Contis, whose partnership with Solaris Group began in early 2022, did not ensure that the purpose and nature of business relations with clients were properly determined.
Instead, it delegated this function to the e-money distributors. Here, the Bank of Lithuania found that during auditing for the majority of customers, the distributors either did not fill out the customer familiarisation questionnaires at all, or did not ask the customers questions about the purpose and nature of the business relationship.
“Even after identifying the deficiencies, the institution did not take timely measures to ensure that the distributor properly eliminated them,” the Bank of Lithuania said.
During the audited period, the institution also did not properly regulate the process of monitoring customer business relations, and the implemented scenarios were not sufficient to detect suspicious customer activity in a timely manner, and sufficient human resources were not allocated for monitoring.
In addition, the institution did not ensure proper compliance with information and communication technology (ICT) and security risk management requirements as it failed to apply the second (control) and did not ensure the third (internal audit) lines of defence.
The company also failed to take measures to establish information security-related objectives, measures and specifications of security processes in the agreements with group companies for the provision of services, and the institution did not perform an annual ICT and security risk assessment, and did not submit an operational and security risk assessment report, which needs to be updated annually.

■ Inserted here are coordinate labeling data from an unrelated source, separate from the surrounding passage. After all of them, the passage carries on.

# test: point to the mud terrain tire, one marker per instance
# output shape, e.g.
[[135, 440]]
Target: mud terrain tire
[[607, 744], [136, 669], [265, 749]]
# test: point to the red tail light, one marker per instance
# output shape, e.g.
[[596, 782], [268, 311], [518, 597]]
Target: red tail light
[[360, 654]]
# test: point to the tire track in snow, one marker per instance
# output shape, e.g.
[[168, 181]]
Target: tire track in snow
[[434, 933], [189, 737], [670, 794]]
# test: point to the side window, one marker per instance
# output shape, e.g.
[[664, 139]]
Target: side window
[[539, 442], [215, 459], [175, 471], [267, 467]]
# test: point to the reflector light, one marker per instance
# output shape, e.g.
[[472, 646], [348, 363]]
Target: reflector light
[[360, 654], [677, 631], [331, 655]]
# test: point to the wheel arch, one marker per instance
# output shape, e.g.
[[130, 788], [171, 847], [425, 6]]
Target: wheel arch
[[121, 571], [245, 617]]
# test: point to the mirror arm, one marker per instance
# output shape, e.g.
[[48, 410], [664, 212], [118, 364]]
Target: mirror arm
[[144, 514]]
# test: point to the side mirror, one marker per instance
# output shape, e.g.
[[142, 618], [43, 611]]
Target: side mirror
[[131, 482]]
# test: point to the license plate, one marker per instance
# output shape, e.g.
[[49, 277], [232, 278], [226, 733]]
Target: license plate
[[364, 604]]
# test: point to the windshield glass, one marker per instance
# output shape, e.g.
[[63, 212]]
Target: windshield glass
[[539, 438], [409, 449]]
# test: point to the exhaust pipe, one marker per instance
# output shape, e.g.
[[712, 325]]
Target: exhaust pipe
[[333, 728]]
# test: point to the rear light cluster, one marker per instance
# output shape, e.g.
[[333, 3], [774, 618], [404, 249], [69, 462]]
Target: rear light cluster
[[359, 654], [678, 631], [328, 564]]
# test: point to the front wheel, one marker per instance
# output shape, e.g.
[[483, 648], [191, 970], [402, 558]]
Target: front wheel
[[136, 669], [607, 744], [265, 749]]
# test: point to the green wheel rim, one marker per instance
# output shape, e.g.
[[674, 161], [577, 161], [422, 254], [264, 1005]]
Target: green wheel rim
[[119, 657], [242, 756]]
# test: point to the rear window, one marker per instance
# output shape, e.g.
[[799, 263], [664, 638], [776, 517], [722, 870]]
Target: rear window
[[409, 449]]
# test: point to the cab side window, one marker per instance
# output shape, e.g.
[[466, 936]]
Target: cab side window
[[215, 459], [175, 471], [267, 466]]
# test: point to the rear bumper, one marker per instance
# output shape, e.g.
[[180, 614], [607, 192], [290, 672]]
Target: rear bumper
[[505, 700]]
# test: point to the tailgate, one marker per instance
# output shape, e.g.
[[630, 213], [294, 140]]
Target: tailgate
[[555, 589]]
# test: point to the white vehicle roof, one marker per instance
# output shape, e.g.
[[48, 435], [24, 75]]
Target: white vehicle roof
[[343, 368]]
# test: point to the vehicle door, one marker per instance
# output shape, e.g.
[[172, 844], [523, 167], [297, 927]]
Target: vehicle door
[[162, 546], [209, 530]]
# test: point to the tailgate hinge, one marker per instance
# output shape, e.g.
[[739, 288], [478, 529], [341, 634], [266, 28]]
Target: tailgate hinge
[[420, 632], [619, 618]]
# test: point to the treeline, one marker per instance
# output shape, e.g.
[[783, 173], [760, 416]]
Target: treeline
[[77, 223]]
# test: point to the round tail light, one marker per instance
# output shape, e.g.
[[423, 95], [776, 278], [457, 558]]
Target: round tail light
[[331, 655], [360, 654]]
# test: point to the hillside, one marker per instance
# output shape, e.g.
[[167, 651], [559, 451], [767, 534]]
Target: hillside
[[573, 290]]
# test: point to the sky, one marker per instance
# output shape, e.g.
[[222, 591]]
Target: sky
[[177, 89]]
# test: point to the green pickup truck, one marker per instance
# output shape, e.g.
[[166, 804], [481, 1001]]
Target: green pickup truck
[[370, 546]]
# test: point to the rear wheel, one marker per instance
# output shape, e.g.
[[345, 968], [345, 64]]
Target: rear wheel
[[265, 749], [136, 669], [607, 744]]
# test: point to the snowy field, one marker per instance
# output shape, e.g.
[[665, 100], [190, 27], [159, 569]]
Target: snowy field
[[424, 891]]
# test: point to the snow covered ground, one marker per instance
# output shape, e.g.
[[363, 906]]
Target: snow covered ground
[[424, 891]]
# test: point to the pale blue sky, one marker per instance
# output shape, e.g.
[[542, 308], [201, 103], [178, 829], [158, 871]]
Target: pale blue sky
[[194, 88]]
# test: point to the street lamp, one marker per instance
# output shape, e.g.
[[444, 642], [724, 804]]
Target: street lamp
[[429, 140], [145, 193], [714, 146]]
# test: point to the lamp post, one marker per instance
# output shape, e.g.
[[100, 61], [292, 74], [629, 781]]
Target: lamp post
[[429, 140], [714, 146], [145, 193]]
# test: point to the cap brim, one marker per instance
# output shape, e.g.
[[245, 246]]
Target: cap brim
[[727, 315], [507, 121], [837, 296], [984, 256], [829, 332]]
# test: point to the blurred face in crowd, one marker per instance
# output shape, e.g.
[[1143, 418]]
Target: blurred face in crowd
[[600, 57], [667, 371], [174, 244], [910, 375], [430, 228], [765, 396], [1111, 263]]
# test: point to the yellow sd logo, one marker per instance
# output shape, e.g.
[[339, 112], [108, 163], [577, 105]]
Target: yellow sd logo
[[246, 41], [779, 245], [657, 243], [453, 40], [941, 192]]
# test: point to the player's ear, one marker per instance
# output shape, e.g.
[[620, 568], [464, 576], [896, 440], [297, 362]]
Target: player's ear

The Bank of Lithuania confirmed that the institution has now taken steps to eliminate the violations in question, and has submitted a plan for eliminating identified deficiencies, indicating what actions it has already taken and plans to take in the future.
This is not the first compliance headache for Solaris this year.
In January, BaFin, Germany’s financial regulator, a ban on Solaris entering into any other new partnerships without first obtaining regulatory approval.
The regulator also ordered the lender to make AML-related upgrades and begin observing “transfer and cash payment limits for certain accounts”.